Many criticized her rise to prominence as a Western attempt to disparage their country. The contrast between the media fervor surrounding Yousafzai and the lack of attention paid to consequences of drone strikes, as well as the difference between American and Pakistani perceptions of Yousafzai and her cause, demonstrates a dangerous gulf between the manifestation of America’s savior complex and the needs of other societies. Americans cannot seek to improve the conditions of women and girls worldwide while paradoxically ignoring our role in contributing to said conditions. Nor should we seek to appropriate the very real suffering of others to justify our own aims in other countries.
Independent organizations put the number of Pakistani civilians, including the very young and very old, killed by U.S. drone strikes at anywhere between 200 to 400. It is easy to see how such deaths could provide legitimacy to anti-U. S. rhetoric, driving previously neutral civilians into the arms of the Tali- ban, thereby increasing its range and power.
In criticizing drone strikes, Yousafzai reminds the U. S. that we have played a part in the violence committed against her and countless unnamed but no less important Pakistani women. It is not only hypocritical but also counterproductive for Americans to pat themselves on the back for praising Yousafzai with one hand and continue to support drone strikes with the other.

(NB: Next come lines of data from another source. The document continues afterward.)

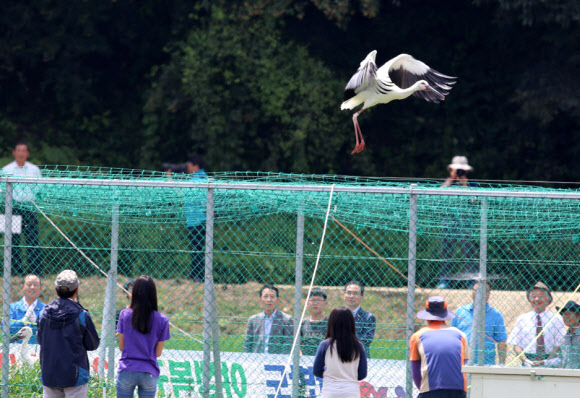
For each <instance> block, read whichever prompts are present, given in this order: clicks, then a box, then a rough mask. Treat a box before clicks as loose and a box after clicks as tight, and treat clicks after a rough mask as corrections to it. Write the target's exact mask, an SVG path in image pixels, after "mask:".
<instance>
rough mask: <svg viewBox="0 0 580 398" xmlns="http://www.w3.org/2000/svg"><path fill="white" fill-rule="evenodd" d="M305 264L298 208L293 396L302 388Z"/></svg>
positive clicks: (294, 298) (293, 352)
mask: <svg viewBox="0 0 580 398" xmlns="http://www.w3.org/2000/svg"><path fill="white" fill-rule="evenodd" d="M303 264H304V213H303V212H302V209H299V210H298V217H297V222H296V278H295V288H294V335H295V336H296V335H297V336H298V337H297V338H296V348H294V352H293V354H292V396H293V397H297V396H298V393H299V390H300V325H299V323H300V314H301V313H302V268H303ZM306 305H308V303H306Z"/></svg>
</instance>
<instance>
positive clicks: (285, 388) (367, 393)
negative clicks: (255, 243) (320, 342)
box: [10, 344, 417, 398]
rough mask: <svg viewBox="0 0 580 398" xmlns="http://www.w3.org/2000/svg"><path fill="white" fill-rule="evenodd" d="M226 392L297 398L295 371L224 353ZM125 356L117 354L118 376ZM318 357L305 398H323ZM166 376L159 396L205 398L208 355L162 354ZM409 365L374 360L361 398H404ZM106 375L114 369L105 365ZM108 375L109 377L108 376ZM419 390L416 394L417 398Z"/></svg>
mask: <svg viewBox="0 0 580 398" xmlns="http://www.w3.org/2000/svg"><path fill="white" fill-rule="evenodd" d="M20 348H21V345H19V344H10V353H11V355H10V356H11V363H15V364H16V365H17V366H18V364H19V363H20V355H21V353H20ZM37 351H38V345H30V346H29V349H28V354H32V355H34V356H36V354H37ZM220 355H221V373H222V388H223V397H224V398H245V397H247V398H250V397H251V398H253V397H260V398H264V397H265V398H274V397H275V393H276V389H277V388H278V385H279V384H280V383H281V384H282V385H281V388H280V393H279V395H278V396H277V398H291V397H292V381H293V378H294V377H295V374H296V373H295V372H294V369H293V367H292V366H290V368H289V370H288V372H287V374H286V375H285V376H284V378H282V374H283V373H284V366H285V365H286V362H287V361H288V356H287V355H273V354H249V353H241V352H222V353H221V354H220ZM120 356H121V353H120V351H119V350H118V349H115V373H116V370H117V368H118V360H119V358H120ZM313 360H314V357H310V356H302V357H301V358H300V371H301V373H302V391H303V393H304V395H303V396H306V397H312V398H315V397H319V396H320V389H321V387H322V379H319V378H317V377H314V375H313V374H312V364H313ZM89 361H90V363H91V367H92V371H93V372H96V370H97V368H98V358H97V351H91V352H89ZM158 362H159V367H160V370H161V374H160V376H159V390H160V391H161V392H162V393H163V394H164V395H167V396H172V397H201V396H202V384H203V352H202V351H185V350H167V349H166V350H163V355H162V356H161V357H160V358H159V359H158ZM405 364H406V362H405V361H395V360H386V359H371V360H369V364H368V376H367V378H366V379H365V380H364V381H361V397H389V398H391V397H392V398H403V397H405V388H404V386H405V375H406V365H405ZM105 367H106V369H108V367H109V364H108V363H105ZM105 373H106V372H105ZM415 394H417V390H415V391H414V395H415ZM210 397H215V377H214V367H213V363H212V364H211V378H210Z"/></svg>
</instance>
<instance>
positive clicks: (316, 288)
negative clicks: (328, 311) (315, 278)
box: [310, 287, 328, 301]
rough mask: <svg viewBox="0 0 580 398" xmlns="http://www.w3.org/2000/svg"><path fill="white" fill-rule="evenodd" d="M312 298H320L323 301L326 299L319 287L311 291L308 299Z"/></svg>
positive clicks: (323, 290) (326, 296) (321, 289)
mask: <svg viewBox="0 0 580 398" xmlns="http://www.w3.org/2000/svg"><path fill="white" fill-rule="evenodd" d="M314 296H318V297H322V298H323V299H324V300H325V301H326V298H327V297H328V296H327V294H326V292H325V291H324V290H322V289H321V288H319V287H316V288H314V289H312V291H311V292H310V297H314Z"/></svg>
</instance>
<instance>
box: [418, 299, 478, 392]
mask: <svg viewBox="0 0 580 398" xmlns="http://www.w3.org/2000/svg"><path fill="white" fill-rule="evenodd" d="M454 317H455V315H453V314H452V313H451V311H449V310H448V309H447V302H446V301H445V299H444V298H443V297H439V296H434V297H429V299H428V300H427V303H426V307H425V309H424V310H422V311H419V312H418V313H417V318H419V319H424V320H426V321H427V326H426V327H424V328H422V329H420V330H418V331H417V332H415V333H414V334H413V335H412V336H411V340H410V341H409V350H410V360H411V373H412V374H413V381H414V382H415V385H416V386H417V388H418V389H419V393H420V394H419V398H427V397H429V398H443V397H445V398H465V397H466V394H467V375H465V374H464V373H462V372H461V366H462V365H465V364H466V363H467V360H468V359H469V347H468V343H467V337H466V336H465V334H464V333H463V332H461V331H460V330H459V329H457V328H455V327H453V326H449V325H447V324H446V323H445V321H448V320H450V319H453V318H454Z"/></svg>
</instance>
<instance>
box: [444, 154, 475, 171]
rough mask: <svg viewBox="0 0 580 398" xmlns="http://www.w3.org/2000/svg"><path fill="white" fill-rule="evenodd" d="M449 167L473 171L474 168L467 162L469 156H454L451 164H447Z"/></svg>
mask: <svg viewBox="0 0 580 398" xmlns="http://www.w3.org/2000/svg"><path fill="white" fill-rule="evenodd" d="M447 169H448V170H451V169H455V170H465V171H471V170H473V167H471V166H470V165H469V164H468V163H467V158H466V157H465V156H453V159H451V164H449V165H448V166H447Z"/></svg>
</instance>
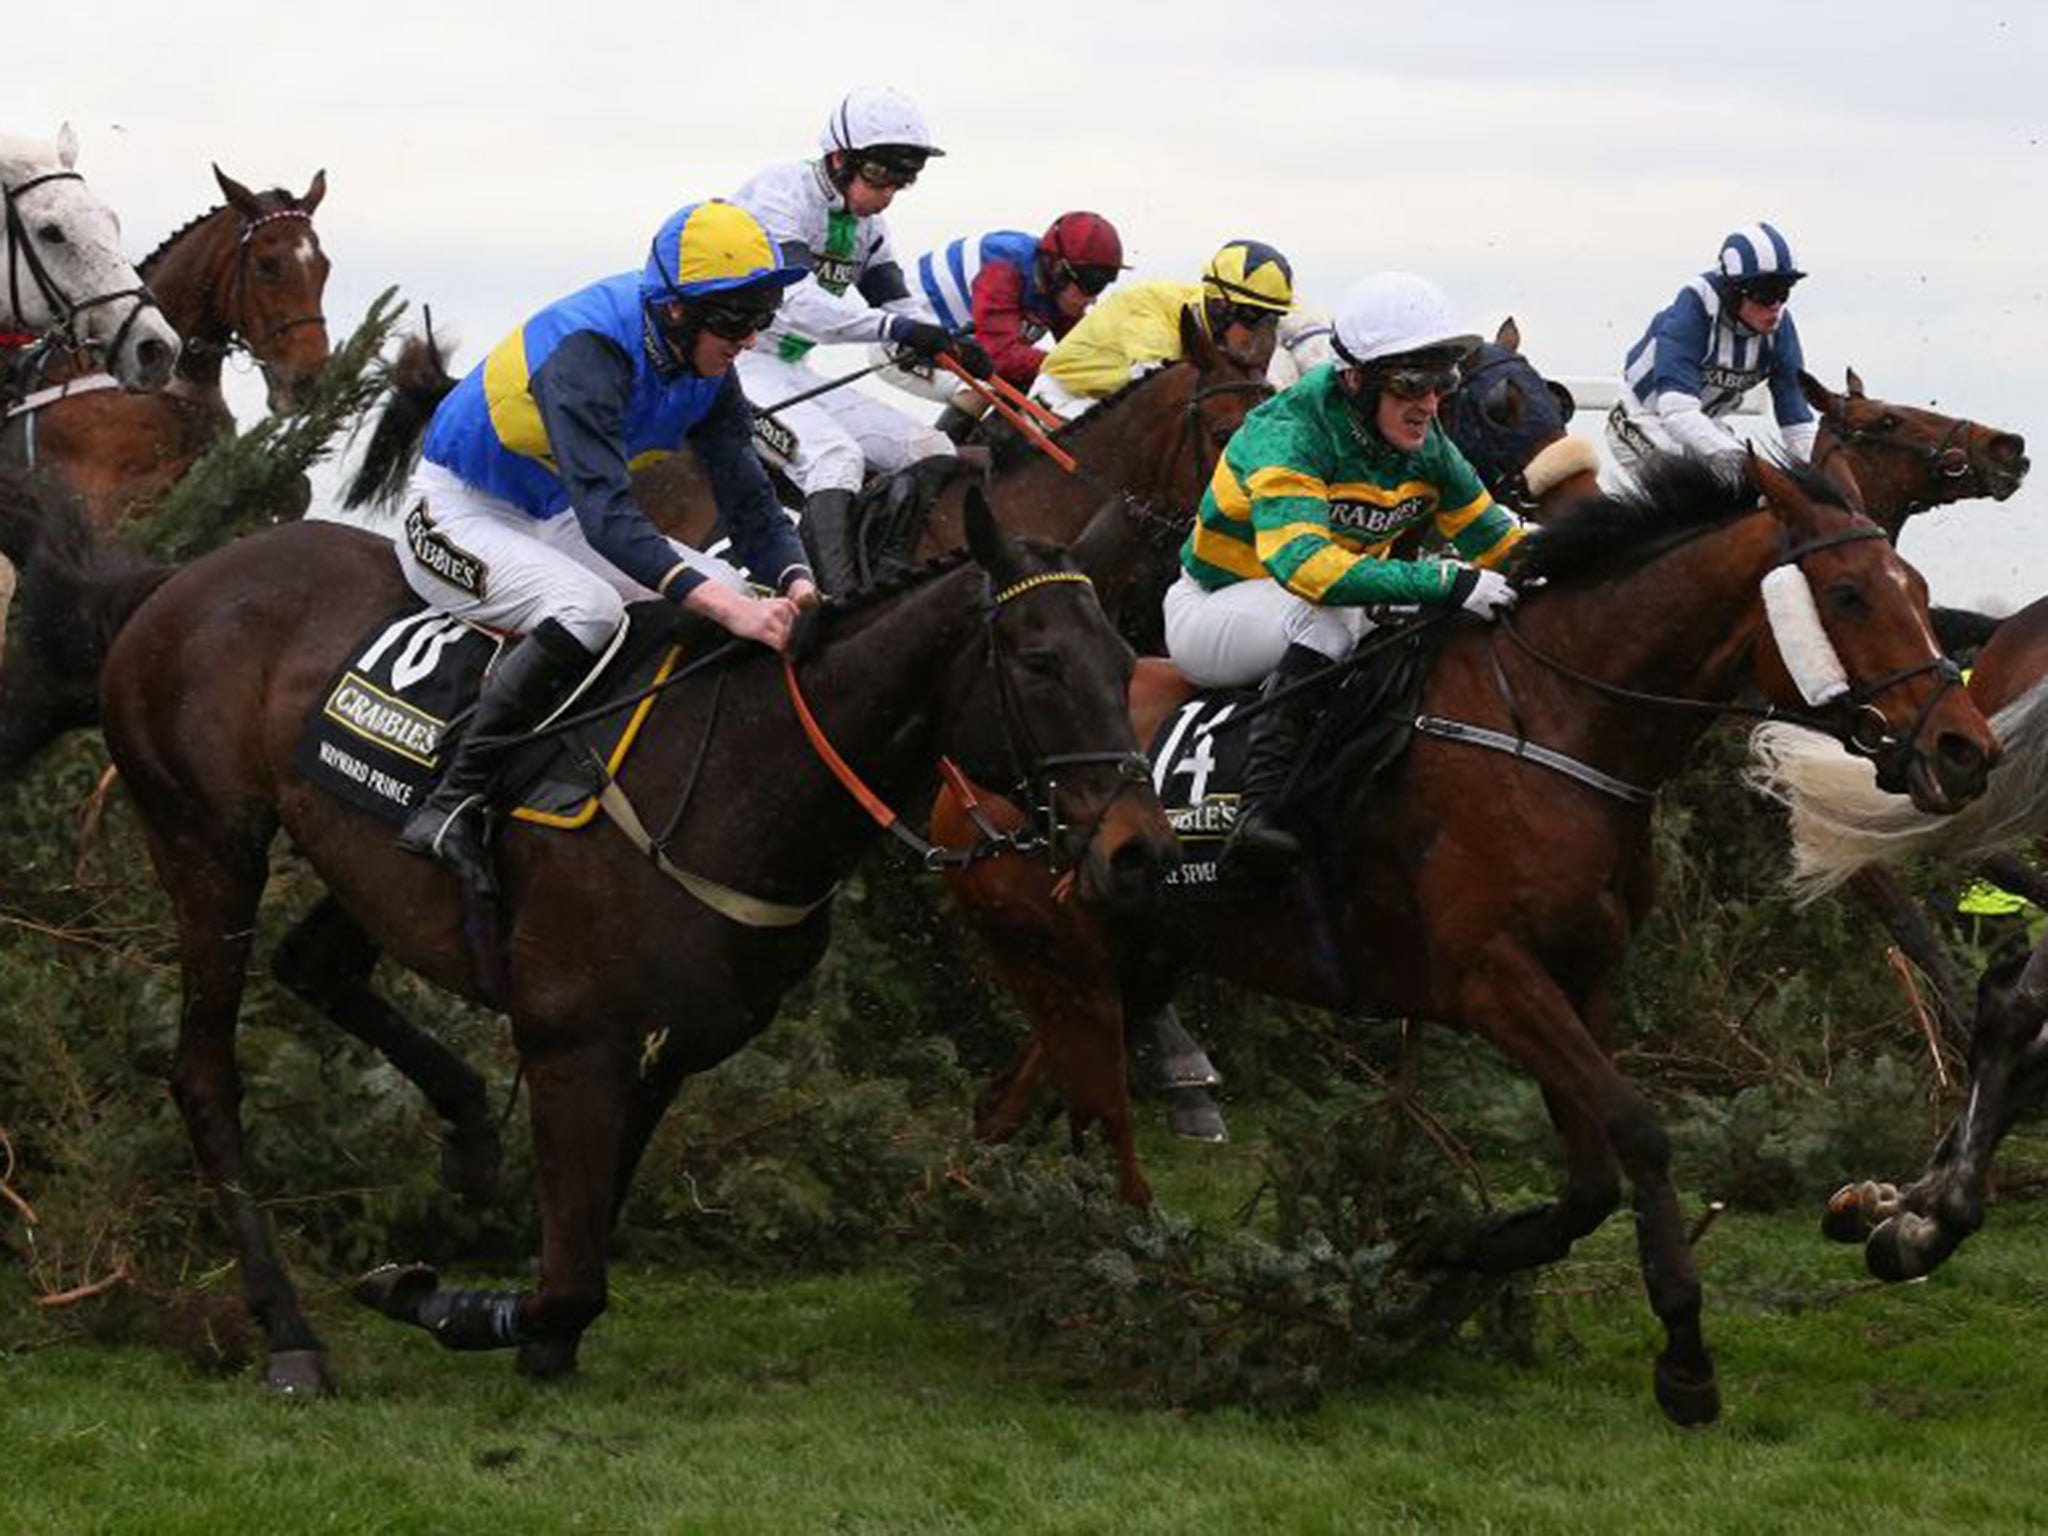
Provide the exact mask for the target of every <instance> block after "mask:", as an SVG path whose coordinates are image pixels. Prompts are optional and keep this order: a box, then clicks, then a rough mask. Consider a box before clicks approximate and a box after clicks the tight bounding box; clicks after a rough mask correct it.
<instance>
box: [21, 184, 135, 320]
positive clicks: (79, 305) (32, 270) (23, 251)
mask: <svg viewBox="0 0 2048 1536" xmlns="http://www.w3.org/2000/svg"><path fill="white" fill-rule="evenodd" d="M84 180H86V178H84V176H82V174H78V172H76V170H49V172H43V174H41V176H31V178H29V180H25V182H14V184H12V186H0V205H4V209H6V250H8V258H6V297H8V309H10V311H12V315H14V317H16V322H18V319H20V315H23V307H20V274H23V272H25V270H27V272H29V279H31V281H33V283H35V291H37V293H39V295H41V299H43V303H45V305H49V311H51V313H53V315H55V317H57V324H55V326H51V332H53V334H61V336H63V340H66V342H68V344H70V346H72V350H80V348H84V346H86V344H88V342H86V338H84V336H80V334H78V317H80V315H84V313H86V311H88V309H96V307H100V305H106V303H119V301H121V299H133V301H135V307H133V309H129V313H127V317H125V319H123V322H121V326H119V330H115V338H113V340H111V342H109V344H106V348H104V350H106V356H109V358H115V356H119V354H121V346H123V344H125V342H127V336H129V332H131V330H133V328H135V322H137V319H139V317H141V313H143V309H158V311H160V313H162V307H160V305H158V301H156V295H154V293H150V285H147V283H137V285H135V287H133V289H115V291H113V293H94V295H90V297H86V299H72V297H70V295H68V293H66V291H63V289H61V287H59V285H57V279H55V276H53V274H51V270H49V266H47V264H45V262H43V258H41V254H37V250H35V242H33V240H31V238H29V223H27V221H25V219H23V215H20V199H23V197H25V195H27V193H33V190H35V188H39V186H49V184H51V182H84Z"/></svg>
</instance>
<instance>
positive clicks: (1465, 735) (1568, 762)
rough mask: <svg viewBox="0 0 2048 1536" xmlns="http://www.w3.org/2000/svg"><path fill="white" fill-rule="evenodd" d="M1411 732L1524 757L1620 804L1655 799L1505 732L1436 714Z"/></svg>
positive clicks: (1560, 756)
mask: <svg viewBox="0 0 2048 1536" xmlns="http://www.w3.org/2000/svg"><path fill="white" fill-rule="evenodd" d="M1415 729H1417V731H1421V733H1423V735H1434V737H1438V739H1442V741H1464V743H1466V745H1475V748H1487V750H1489V752H1505V754H1507V756H1509V758H1524V760H1528V762H1534V764H1538V766H1542V768H1550V770H1552V772H1559V774H1565V778H1577V780H1579V782H1581V784H1585V786H1589V788H1597V791H1599V793H1602V795H1612V797H1614V799H1618V801H1622V803H1624V805H1649V803H1651V801H1655V799H1657V797H1655V795H1653V793H1651V791H1647V788H1640V786H1636V784H1630V782H1628V780H1624V778H1616V776H1614V774H1604V772H1599V770H1597V768H1593V766H1591V764H1585V762H1579V760H1577V758H1567V756H1565V754H1563V752H1552V750H1550V748H1540V745H1536V743H1534V741H1528V739H1524V737H1518V735H1507V733H1505V731H1489V729H1487V727H1483V725H1466V723H1464V721H1446V719H1442V717H1440V715H1419V717H1417V719H1415Z"/></svg>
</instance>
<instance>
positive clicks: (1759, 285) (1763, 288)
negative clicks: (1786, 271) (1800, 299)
mask: <svg viewBox="0 0 2048 1536" xmlns="http://www.w3.org/2000/svg"><path fill="white" fill-rule="evenodd" d="M1796 281H1798V279H1794V276H1753V279H1749V281H1747V283H1737V285H1735V291H1737V293H1739V295H1741V297H1745V299H1749V301H1751V303H1784V301H1786V299H1790V297H1792V285H1794V283H1796Z"/></svg>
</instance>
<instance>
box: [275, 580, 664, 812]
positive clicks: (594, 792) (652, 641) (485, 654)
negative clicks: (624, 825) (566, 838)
mask: <svg viewBox="0 0 2048 1536" xmlns="http://www.w3.org/2000/svg"><path fill="white" fill-rule="evenodd" d="M639 606H651V608H662V610H670V604H635V608H639ZM635 618H639V614H637V612H635ZM668 637H670V629H668V627H666V625H664V623H651V625H639V623H637V625H635V629H633V633H631V635H629V637H627V645H625V647H621V653H618V655H616V657H614V659H612V664H610V666H608V668H606V670H604V674H602V676H600V678H598V680H596V684H592V686H590V688H586V690H584V692H582V694H580V696H578V698H575V702H573V705H571V707H569V711H571V713H578V715H580V713H584V711H588V709H592V707H594V705H598V702H602V700H604V698H616V696H618V694H627V692H637V690H641V688H645V686H647V684H649V682H659V680H662V678H666V676H668V674H670V672H672V670H674V666H676V657H678V655H680V649H678V647H676V645H674V643H664V641H668ZM504 643H506V641H504V639H502V637H498V635H492V633H487V631H481V629H475V627H473V625H465V623H463V621H461V618H451V616H446V614H442V612H438V610H434V608H424V606H410V608H406V610H401V612H393V614H391V616H389V618H385V621H383V623H381V625H379V627H377V629H375V631H371V635H369V637H365V641H362V643H360V645H358V647H356V649H354V651H352V653H350V655H352V659H350V662H348V664H346V666H342V670H340V672H338V674H336V676H334V682H330V684H328V688H326V690H324V692H322V694H319V709H317V711H315V713H313V715H311V717H309V719H307V725H305V733H303V735H301V737H299V772H301V774H303V776H305V780H307V782H313V784H319V786H322V788H326V791H332V793H334V795H340V797H342V799H344V801H348V803H350V805H356V807H360V809H365V811H371V813H375V815H379V817H383V819H385V821H389V823H393V825H401V823H403V821H406V817H408V815H410V813H412V807H414V805H418V803H420V801H424V799H426V795H428V791H430V788H432V784H434V778H436V774H438V772H440V766H442V762H444V760H446V750H451V748H453V745H455V741H457V735H455V733H453V731H451V723H455V721H457V717H459V715H461V713H463V711H465V709H469V705H471V700H475V696H477V684H479V682H481V678H483V670H485V666H487V664H489V662H492V657H496V655H498V651H500V647H502V645H504ZM649 709H653V698H651V696H649V698H641V700H639V702H637V705H635V707H631V709H621V711H614V713H610V715H604V717H602V719H596V721H592V723H588V725H582V727H575V729H571V731H565V733H561V735H557V737H545V739H543V741H537V743H532V745H526V748H520V750H518V754H516V756H514V760H512V764H510V770H508V772H506V774H504V782H506V784H508V786H516V791H518V809H516V811H512V815H514V817H516V819H520V821H539V823H541V825H549V827H582V825H586V823H588V821H590V819H592V817H594V815H596V811H598V801H596V791H598V784H594V782H592V770H590V756H592V754H596V756H598V758H602V760H604V764H606V768H608V770H610V772H618V764H621V762H623V760H625V754H627V750H629V748H631V745H633V737H635V735H637V733H639V727H641V721H643V719H645V717H647V711H649Z"/></svg>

Both Pakistanis and Americans have called America’s shortsighted love for Yousafzai not well-meaning ignorance, but rather a deliberate attack on Pakistani society and a means to justify U.S. military action. In covering the attack on Yousafzai, American media simultaneously ramps up public awareness of the Taliban, advocating the need to go to any lengths to combat them. This is far from the first time women’s rights have been used to justify American intervention.
In 2001, then First Lady Laura Bush called the oppression of Afghani women “a central goal of the terrorists,” proof of the necessity of Operation Enduring Freedom. Using the oppression of women to rationalize intervention is not only disingenuous; it is counterproductive. Intervention has historically proven to increase tensions, thereby worsening the conditions of women and girls.
Just as Afghani women’s rights advocates called for an end to the U.S. presence in their country, Yousafzai is now asking Americans to end the role we have inadvertently played in increasing Taliban violence. The authenticity of American support for Yousafzai and her cause will be revealed in the degree to which we listen.